Yes Your Honour is a 2006 Indian Malayalam-language courtroom thriller film directed by V. M. Vinu. The film stars Sreenivasan in the lead role. The film had musical score by Deepak Dev.

== Plot ==
Advocate Ravishankar is an idealistic lawyer who begins his career as a junior under the experienced but manipulative advocate Venugopal, whose treatment of his junior colleagues is often harsh and dismissive. Having entered the legal profession with the intention of serving society, Ravishankar becomes disillusioned by corruption and ethical shortcomings within the judicial system. After spending several years as a junior, he is finally assigned a case to argue in court, only for Venugopal to reassign it to another lawyer at the last moment. Frustrated, Ravishankar resigns and establishes an independent legal practice.

His first major case involves the murder of Divisional Forest Officer Sarath Shetty, with Venugopal appearing as opposing counsel. During the investigation and subsequent trial, Ravishankar uncovers evidence implicating former minister Isaac Samuel and contractor Mustafa in the murder. Following the filing of a revised charge sheet naming them as the accused, Ravishankar is appointed Public Prosecutor to conduct the case.
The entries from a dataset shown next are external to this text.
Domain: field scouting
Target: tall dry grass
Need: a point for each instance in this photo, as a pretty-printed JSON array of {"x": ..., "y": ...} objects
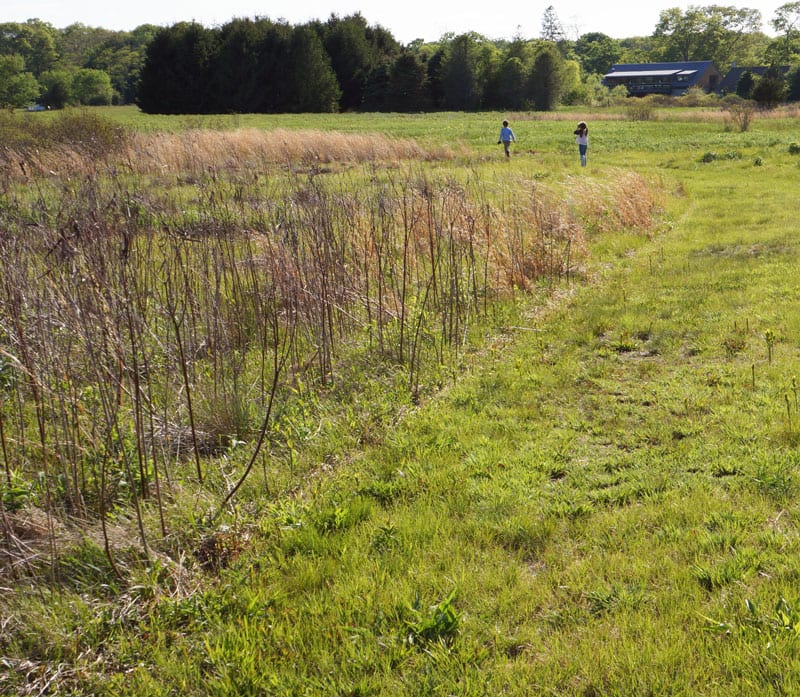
[
  {"x": 143, "y": 328},
  {"x": 253, "y": 150}
]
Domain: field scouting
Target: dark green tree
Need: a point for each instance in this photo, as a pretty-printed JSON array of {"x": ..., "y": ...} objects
[
  {"x": 506, "y": 89},
  {"x": 786, "y": 23},
  {"x": 545, "y": 81},
  {"x": 314, "y": 85},
  {"x": 122, "y": 56},
  {"x": 33, "y": 40},
  {"x": 461, "y": 83},
  {"x": 597, "y": 52},
  {"x": 793, "y": 85},
  {"x": 435, "y": 77},
  {"x": 770, "y": 90},
  {"x": 408, "y": 89},
  {"x": 56, "y": 88},
  {"x": 92, "y": 87},
  {"x": 552, "y": 29},
  {"x": 355, "y": 51},
  {"x": 18, "y": 87},
  {"x": 177, "y": 70},
  {"x": 745, "y": 84},
  {"x": 250, "y": 66},
  {"x": 713, "y": 32}
]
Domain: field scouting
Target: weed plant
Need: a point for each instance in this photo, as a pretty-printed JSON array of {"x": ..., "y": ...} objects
[{"x": 601, "y": 503}]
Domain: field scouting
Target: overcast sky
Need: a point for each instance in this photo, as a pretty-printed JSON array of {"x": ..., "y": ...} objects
[{"x": 406, "y": 19}]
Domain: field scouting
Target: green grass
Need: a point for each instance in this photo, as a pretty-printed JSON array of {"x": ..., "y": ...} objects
[{"x": 605, "y": 505}]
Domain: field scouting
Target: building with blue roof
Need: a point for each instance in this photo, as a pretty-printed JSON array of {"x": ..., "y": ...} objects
[{"x": 663, "y": 78}]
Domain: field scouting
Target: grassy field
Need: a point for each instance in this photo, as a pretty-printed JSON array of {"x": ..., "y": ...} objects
[{"x": 602, "y": 502}]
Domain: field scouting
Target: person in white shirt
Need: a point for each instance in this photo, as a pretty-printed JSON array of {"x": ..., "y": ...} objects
[
  {"x": 506, "y": 138},
  {"x": 582, "y": 139}
]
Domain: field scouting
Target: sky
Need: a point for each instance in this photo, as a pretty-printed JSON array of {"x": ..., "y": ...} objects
[{"x": 405, "y": 19}]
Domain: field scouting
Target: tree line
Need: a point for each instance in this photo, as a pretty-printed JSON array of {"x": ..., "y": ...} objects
[{"x": 345, "y": 64}]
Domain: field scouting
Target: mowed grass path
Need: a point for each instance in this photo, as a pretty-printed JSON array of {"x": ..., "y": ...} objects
[{"x": 606, "y": 505}]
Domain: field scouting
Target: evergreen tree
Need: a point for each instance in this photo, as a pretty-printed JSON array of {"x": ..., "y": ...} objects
[
  {"x": 552, "y": 30},
  {"x": 460, "y": 79},
  {"x": 177, "y": 70},
  {"x": 314, "y": 85},
  {"x": 545, "y": 82},
  {"x": 408, "y": 84},
  {"x": 745, "y": 84}
]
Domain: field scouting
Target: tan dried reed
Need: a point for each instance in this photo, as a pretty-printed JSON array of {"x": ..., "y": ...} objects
[{"x": 249, "y": 149}]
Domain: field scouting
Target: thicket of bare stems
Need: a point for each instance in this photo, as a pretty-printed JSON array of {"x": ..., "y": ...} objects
[{"x": 140, "y": 330}]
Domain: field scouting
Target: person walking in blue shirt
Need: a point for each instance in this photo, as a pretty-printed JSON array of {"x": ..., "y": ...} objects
[
  {"x": 582, "y": 139},
  {"x": 506, "y": 138}
]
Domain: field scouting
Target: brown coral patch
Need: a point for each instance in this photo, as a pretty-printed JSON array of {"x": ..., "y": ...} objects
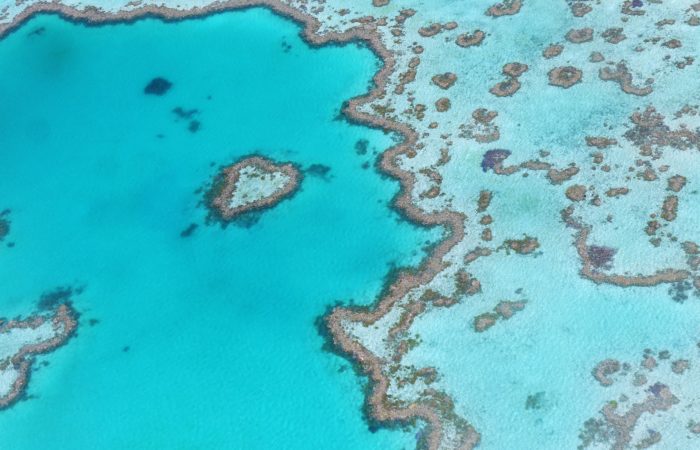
[
  {"x": 564, "y": 77},
  {"x": 470, "y": 39},
  {"x": 505, "y": 88},
  {"x": 553, "y": 51},
  {"x": 579, "y": 36},
  {"x": 445, "y": 80},
  {"x": 505, "y": 8}
]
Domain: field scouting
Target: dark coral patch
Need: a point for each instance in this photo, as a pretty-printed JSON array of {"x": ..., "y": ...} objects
[
  {"x": 493, "y": 158},
  {"x": 157, "y": 86}
]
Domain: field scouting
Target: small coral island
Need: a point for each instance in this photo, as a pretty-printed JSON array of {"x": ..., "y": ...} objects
[
  {"x": 21, "y": 339},
  {"x": 252, "y": 184}
]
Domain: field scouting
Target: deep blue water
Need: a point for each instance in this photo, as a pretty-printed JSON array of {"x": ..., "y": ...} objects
[{"x": 207, "y": 341}]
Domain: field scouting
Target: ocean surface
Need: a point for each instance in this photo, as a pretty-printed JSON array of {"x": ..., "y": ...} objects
[{"x": 209, "y": 340}]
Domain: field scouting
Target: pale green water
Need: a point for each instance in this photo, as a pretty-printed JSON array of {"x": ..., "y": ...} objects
[{"x": 223, "y": 350}]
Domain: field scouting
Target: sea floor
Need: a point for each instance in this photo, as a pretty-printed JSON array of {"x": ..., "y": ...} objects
[{"x": 208, "y": 340}]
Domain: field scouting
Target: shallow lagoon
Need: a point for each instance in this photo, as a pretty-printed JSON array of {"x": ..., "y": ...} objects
[{"x": 206, "y": 341}]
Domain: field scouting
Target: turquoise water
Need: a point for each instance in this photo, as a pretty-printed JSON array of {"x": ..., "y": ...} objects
[{"x": 223, "y": 351}]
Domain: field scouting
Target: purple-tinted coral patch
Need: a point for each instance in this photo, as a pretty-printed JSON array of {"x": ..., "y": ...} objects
[
  {"x": 657, "y": 388},
  {"x": 493, "y": 158},
  {"x": 601, "y": 257}
]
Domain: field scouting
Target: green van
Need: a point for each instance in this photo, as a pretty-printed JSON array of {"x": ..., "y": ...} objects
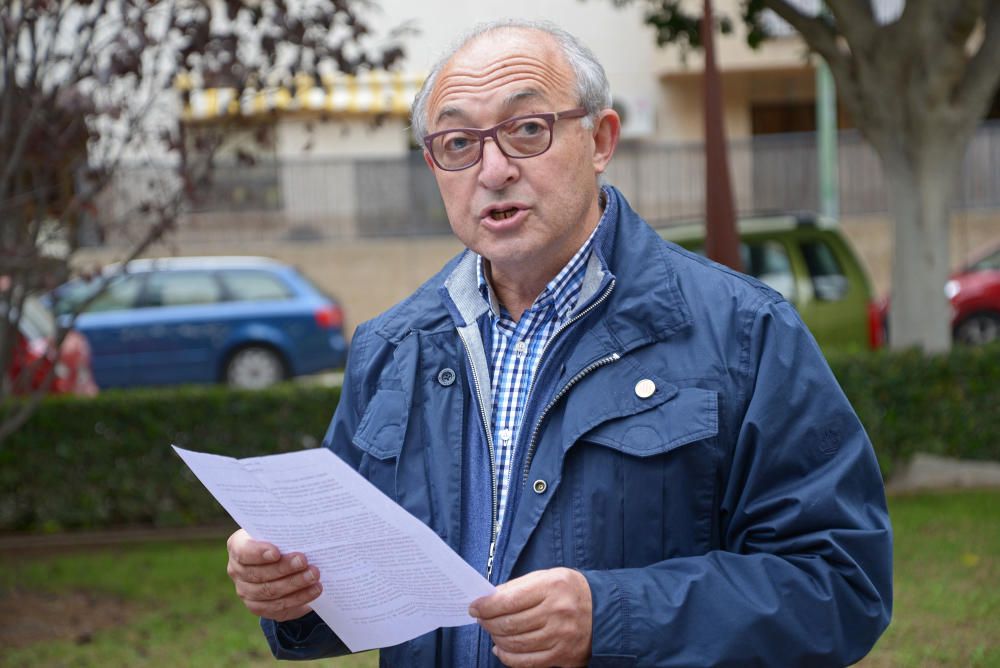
[{"x": 809, "y": 261}]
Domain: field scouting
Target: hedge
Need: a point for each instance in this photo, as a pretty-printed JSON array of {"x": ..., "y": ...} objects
[{"x": 107, "y": 461}]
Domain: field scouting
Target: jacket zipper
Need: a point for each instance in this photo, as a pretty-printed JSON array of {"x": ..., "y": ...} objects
[
  {"x": 572, "y": 381},
  {"x": 614, "y": 356},
  {"x": 493, "y": 473}
]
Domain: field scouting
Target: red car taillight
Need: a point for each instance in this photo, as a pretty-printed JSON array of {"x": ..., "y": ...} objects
[
  {"x": 329, "y": 317},
  {"x": 876, "y": 330}
]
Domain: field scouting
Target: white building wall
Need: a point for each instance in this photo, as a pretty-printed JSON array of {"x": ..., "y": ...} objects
[{"x": 624, "y": 45}]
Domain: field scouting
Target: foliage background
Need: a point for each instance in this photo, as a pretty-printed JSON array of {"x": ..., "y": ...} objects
[{"x": 106, "y": 461}]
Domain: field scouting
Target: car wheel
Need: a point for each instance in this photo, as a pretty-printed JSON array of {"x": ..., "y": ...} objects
[
  {"x": 254, "y": 367},
  {"x": 979, "y": 328}
]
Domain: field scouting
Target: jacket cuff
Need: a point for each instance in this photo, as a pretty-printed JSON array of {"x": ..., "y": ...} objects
[
  {"x": 307, "y": 637},
  {"x": 611, "y": 641}
]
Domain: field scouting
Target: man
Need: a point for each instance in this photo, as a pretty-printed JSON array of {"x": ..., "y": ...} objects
[{"x": 645, "y": 451}]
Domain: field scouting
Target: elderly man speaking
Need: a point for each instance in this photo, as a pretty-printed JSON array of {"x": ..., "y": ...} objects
[{"x": 644, "y": 451}]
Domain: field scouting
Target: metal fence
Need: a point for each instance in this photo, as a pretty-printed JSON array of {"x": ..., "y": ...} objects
[{"x": 331, "y": 199}]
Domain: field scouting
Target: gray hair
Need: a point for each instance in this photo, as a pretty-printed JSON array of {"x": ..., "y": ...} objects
[{"x": 592, "y": 87}]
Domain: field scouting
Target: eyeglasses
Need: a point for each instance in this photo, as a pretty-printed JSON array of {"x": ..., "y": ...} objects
[{"x": 518, "y": 137}]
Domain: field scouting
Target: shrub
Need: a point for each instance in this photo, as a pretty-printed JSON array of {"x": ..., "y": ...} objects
[
  {"x": 107, "y": 461},
  {"x": 909, "y": 402}
]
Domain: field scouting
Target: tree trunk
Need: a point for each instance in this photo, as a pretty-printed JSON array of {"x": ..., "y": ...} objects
[{"x": 920, "y": 185}]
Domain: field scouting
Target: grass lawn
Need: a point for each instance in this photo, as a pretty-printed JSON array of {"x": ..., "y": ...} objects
[{"x": 172, "y": 604}]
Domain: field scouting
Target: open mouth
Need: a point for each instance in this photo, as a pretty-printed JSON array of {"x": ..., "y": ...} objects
[{"x": 503, "y": 214}]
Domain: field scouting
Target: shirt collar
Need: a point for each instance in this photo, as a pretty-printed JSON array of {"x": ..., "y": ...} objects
[{"x": 563, "y": 290}]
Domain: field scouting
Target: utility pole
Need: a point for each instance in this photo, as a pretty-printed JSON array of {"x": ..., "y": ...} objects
[
  {"x": 826, "y": 141},
  {"x": 722, "y": 242}
]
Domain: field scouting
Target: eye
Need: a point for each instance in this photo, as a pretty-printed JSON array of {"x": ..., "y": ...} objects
[
  {"x": 457, "y": 142},
  {"x": 528, "y": 127}
]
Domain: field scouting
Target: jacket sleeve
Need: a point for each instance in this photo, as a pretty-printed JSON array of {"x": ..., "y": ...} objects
[
  {"x": 803, "y": 576},
  {"x": 309, "y": 637}
]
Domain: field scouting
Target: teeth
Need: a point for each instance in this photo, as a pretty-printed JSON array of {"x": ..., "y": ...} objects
[{"x": 502, "y": 215}]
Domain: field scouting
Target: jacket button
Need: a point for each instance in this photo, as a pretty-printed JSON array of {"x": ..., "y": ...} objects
[{"x": 645, "y": 388}]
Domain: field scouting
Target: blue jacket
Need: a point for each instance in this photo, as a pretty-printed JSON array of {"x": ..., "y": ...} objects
[{"x": 735, "y": 517}]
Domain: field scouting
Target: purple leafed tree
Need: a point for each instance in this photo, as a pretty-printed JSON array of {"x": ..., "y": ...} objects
[{"x": 89, "y": 89}]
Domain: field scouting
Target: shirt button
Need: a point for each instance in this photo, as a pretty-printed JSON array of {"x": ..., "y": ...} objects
[{"x": 645, "y": 388}]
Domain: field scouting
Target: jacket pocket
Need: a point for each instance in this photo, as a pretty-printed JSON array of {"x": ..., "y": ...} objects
[
  {"x": 641, "y": 488},
  {"x": 690, "y": 415},
  {"x": 380, "y": 436}
]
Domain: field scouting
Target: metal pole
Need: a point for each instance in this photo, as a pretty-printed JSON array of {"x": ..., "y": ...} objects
[{"x": 826, "y": 140}]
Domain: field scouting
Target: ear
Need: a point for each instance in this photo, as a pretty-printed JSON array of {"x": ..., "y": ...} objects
[{"x": 607, "y": 129}]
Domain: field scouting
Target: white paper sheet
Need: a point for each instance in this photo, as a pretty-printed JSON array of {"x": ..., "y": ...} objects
[{"x": 386, "y": 576}]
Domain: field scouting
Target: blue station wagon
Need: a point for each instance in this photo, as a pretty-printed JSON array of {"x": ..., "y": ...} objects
[{"x": 244, "y": 321}]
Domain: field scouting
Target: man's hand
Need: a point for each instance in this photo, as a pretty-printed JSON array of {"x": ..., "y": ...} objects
[
  {"x": 540, "y": 619},
  {"x": 271, "y": 584}
]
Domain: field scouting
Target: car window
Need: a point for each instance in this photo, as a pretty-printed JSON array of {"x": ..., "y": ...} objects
[
  {"x": 167, "y": 288},
  {"x": 36, "y": 321},
  {"x": 252, "y": 285},
  {"x": 768, "y": 262},
  {"x": 828, "y": 279},
  {"x": 120, "y": 293}
]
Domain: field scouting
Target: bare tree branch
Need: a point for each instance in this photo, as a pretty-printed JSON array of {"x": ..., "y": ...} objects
[
  {"x": 855, "y": 21},
  {"x": 982, "y": 76},
  {"x": 817, "y": 33}
]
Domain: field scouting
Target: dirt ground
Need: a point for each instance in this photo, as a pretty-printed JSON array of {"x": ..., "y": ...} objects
[{"x": 28, "y": 617}]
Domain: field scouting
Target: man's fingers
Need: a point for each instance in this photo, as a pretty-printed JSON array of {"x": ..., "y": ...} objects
[
  {"x": 250, "y": 552},
  {"x": 272, "y": 590},
  {"x": 289, "y": 564},
  {"x": 292, "y": 606},
  {"x": 515, "y": 625},
  {"x": 519, "y": 594}
]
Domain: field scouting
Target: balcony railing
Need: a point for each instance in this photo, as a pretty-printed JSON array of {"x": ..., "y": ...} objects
[{"x": 332, "y": 199}]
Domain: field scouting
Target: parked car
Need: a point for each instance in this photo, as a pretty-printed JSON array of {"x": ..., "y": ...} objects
[
  {"x": 34, "y": 355},
  {"x": 974, "y": 292},
  {"x": 245, "y": 321},
  {"x": 810, "y": 262}
]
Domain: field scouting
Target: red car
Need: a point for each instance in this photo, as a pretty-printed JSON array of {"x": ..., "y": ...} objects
[
  {"x": 975, "y": 300},
  {"x": 34, "y": 355}
]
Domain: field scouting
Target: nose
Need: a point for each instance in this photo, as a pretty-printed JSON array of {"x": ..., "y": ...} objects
[{"x": 496, "y": 170}]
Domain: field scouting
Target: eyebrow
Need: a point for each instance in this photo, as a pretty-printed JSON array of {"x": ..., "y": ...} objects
[{"x": 509, "y": 102}]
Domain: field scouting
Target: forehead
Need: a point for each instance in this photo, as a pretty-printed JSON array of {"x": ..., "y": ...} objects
[{"x": 497, "y": 70}]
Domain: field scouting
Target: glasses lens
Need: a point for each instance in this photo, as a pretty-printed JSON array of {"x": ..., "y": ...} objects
[
  {"x": 454, "y": 150},
  {"x": 525, "y": 137}
]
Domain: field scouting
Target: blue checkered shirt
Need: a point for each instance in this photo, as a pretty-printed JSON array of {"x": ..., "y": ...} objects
[{"x": 517, "y": 349}]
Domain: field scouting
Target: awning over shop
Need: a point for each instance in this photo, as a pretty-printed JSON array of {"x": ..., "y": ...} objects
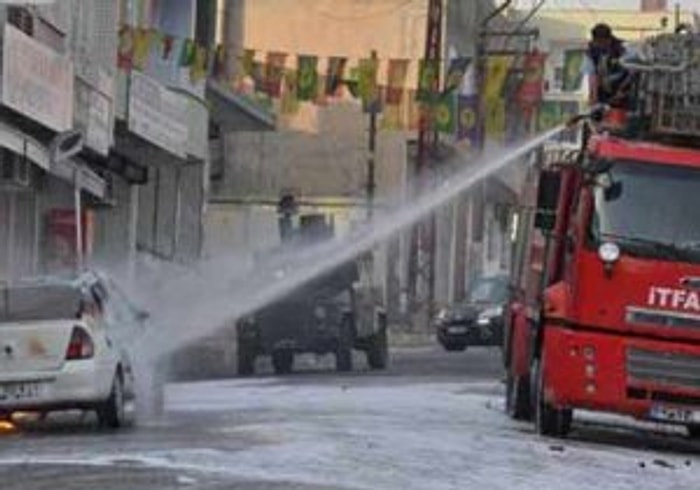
[
  {"x": 17, "y": 141},
  {"x": 120, "y": 164},
  {"x": 236, "y": 113}
]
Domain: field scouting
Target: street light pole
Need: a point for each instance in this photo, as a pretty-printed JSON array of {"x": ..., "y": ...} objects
[
  {"x": 63, "y": 147},
  {"x": 77, "y": 195}
]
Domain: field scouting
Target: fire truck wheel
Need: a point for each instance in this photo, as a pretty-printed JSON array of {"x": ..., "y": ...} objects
[
  {"x": 343, "y": 351},
  {"x": 693, "y": 431},
  {"x": 283, "y": 361},
  {"x": 549, "y": 421},
  {"x": 378, "y": 352},
  {"x": 518, "y": 398}
]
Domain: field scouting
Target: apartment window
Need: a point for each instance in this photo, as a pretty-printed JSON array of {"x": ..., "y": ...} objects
[{"x": 21, "y": 18}]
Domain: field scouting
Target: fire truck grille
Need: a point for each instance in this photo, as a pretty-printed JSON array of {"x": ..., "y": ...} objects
[
  {"x": 678, "y": 370},
  {"x": 663, "y": 318}
]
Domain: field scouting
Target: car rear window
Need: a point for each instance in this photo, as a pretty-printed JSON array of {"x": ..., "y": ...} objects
[{"x": 36, "y": 303}]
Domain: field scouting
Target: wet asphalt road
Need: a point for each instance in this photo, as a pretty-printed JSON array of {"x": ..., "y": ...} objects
[{"x": 202, "y": 441}]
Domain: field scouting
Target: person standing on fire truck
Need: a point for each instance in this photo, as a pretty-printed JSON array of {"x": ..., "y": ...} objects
[{"x": 610, "y": 83}]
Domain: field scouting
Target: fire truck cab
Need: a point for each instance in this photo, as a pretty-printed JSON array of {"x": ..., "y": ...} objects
[{"x": 605, "y": 309}]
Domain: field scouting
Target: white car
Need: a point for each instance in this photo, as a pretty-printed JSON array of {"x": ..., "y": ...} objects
[{"x": 63, "y": 346}]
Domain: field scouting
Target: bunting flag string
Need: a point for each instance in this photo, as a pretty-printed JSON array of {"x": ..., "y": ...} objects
[{"x": 405, "y": 91}]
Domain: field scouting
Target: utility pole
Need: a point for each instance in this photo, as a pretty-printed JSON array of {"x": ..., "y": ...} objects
[
  {"x": 422, "y": 259},
  {"x": 372, "y": 145}
]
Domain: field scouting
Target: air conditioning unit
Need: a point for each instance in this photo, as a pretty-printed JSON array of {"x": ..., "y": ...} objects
[{"x": 15, "y": 170}]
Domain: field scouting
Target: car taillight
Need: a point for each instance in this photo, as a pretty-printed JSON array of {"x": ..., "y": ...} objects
[{"x": 80, "y": 345}]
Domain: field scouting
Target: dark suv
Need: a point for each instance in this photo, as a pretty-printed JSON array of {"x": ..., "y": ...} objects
[{"x": 478, "y": 320}]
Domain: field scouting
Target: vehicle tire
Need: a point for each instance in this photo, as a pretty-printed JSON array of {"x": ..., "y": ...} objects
[
  {"x": 111, "y": 413},
  {"x": 283, "y": 361},
  {"x": 245, "y": 359},
  {"x": 378, "y": 351},
  {"x": 343, "y": 350},
  {"x": 454, "y": 347},
  {"x": 518, "y": 398},
  {"x": 549, "y": 421},
  {"x": 693, "y": 431}
]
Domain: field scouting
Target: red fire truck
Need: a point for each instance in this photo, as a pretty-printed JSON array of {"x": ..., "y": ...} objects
[{"x": 605, "y": 310}]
As the investigation progresses, Ravishankar learns that Isaac Samuel and Mustafa are associated with an organised criminal network involved in contract killings, illegal wealth accumulation, and other criminal activities. Aware that the group poses a threat to him and his family, he pretends to cooperate with them in order to gather evidence from within the organisation. Assisted by his friend, Prakash who is the Assistant Superintendent of Police, Ravishankar exposes the network's activities and presents the evidence before the court. He successfully secures the conviction of the accused and requests the maximum sentence permitted under the law. The case establishes Ravishankar's reputation as a lawyer and marks the beginning of a successful legal career.

== Cast ==

- Sreenivasan as Adv. Ravishankar
- Saikumar as Ex-Minister Isaac Samuel
- Innocent as Adv. Venugopal B. V.
- Thilakan as Sessions Judge Mukundan
- Jagathy Sreekumar as Mani, Ravishankar's friend
- Padmapriya as Maya, Ravishankar's wife (voice by Devi S.)
- Ramu as Musthafa
- Suresh Krishna as ASP Prakash IPS, Ravishankar's friend
- Riyaz Khan as Gopikrishnan, Maya's brother and Ravishankar's brother in law
- Meghanathan as CI 'Udumbu' Lakshmanan
- Babu Namboothiri as Appukkuttan, Advocate Clerk
- Anand as DFO Sarath Shetty
- Abu Salim as CI Philip Mathew (voice by Jis Joy)
- K. T. C. Abdullah as Kunjambu
- V. K. Sreeraman as Maya's father
- Sreelatha Namboothiri as Maya's mother
- Mythili Roy as Venugopal's daughter
- Varada as Ravishankar's niece
- Malavika Nair as Ravishankar's daughter
- Poornima Anand as Premi, Venugopal's wife
- Ponnamma Babu as Ravishankar's elder sister
- Geetha Nair as Mukundan's wife
- James as Velayudhan
- Nisha Sarang as Narayani
- Kiran Raj
- Kollam Ajith as Sivankutty

==Box office==
The film became commercial success and ran 100 days in theatres.